Y EL GAUCHAJE
(La soledad de los desterrados hijos de Eva en el “Martín Fierro” de José Hernández)
El “Martín Fierro” indudablemente es la obra épica rioplatense y se ha convertido en la epopeya argentina con el paso del tiempo; añejada por la distancia de fechas y aniversarios la obra se afirma cada vez con mayor autoridad como una especie de Biblia gaucha y criolla.

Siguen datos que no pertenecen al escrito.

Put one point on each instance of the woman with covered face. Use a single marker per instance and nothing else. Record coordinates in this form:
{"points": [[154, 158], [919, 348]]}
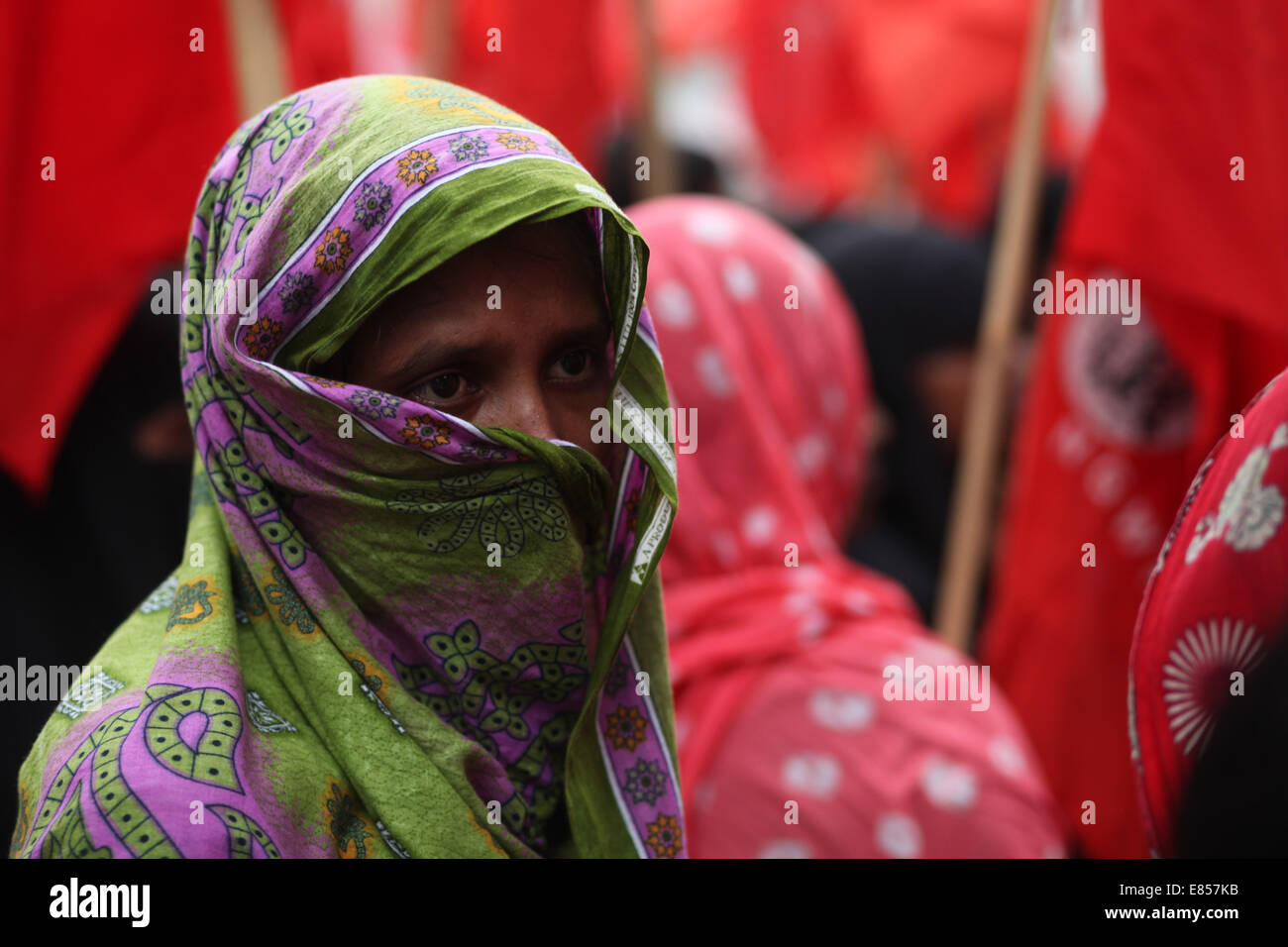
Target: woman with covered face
{"points": [[416, 611]]}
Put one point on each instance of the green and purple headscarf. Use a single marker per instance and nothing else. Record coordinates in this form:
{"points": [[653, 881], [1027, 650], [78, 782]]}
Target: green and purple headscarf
{"points": [[393, 634]]}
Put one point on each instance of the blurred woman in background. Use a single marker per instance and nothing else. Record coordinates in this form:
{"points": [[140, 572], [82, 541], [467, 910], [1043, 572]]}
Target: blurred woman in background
{"points": [[784, 652]]}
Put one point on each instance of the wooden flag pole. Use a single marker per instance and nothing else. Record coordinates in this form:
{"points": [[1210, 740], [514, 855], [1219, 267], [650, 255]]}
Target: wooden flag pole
{"points": [[967, 541], [664, 171]]}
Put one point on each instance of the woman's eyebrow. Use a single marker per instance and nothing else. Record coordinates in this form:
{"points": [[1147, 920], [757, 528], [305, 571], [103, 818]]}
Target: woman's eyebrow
{"points": [[438, 354], [590, 337]]}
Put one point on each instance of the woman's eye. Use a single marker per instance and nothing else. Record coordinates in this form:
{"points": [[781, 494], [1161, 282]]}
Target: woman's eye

Muchos latinoamericanos errantes en la geografía áspera de los desclasados pueden verse fielmente retratados en las desventuras del gaucho alzado contra la autoridad, una especie de anarquista sin adiestramiento proudhoniano que recibe todo el peso de las sanciones de una sociedad organizada bajo la férula del poder político, económico y social que no tiene lugar para los insurrectos.
No creo necesario repetir la historia de Fierro, es mucho más interesante y fascinante leerla en cuerpo presente en la obra de José Hernández quien vivió un tiempo en Corrientes y pudo dar fe del infierno del caudillismo político haciéndoselo padecer a su personaje.
Todas las arbitrariedades, las injusticias, violencias, desafueros e infamias que la autoridad puede descargar sobre el prójimo están minuciosamente reflejadas en la vida del gaucho desertor. Uno a veces se pregunta, ¿desertor de qué?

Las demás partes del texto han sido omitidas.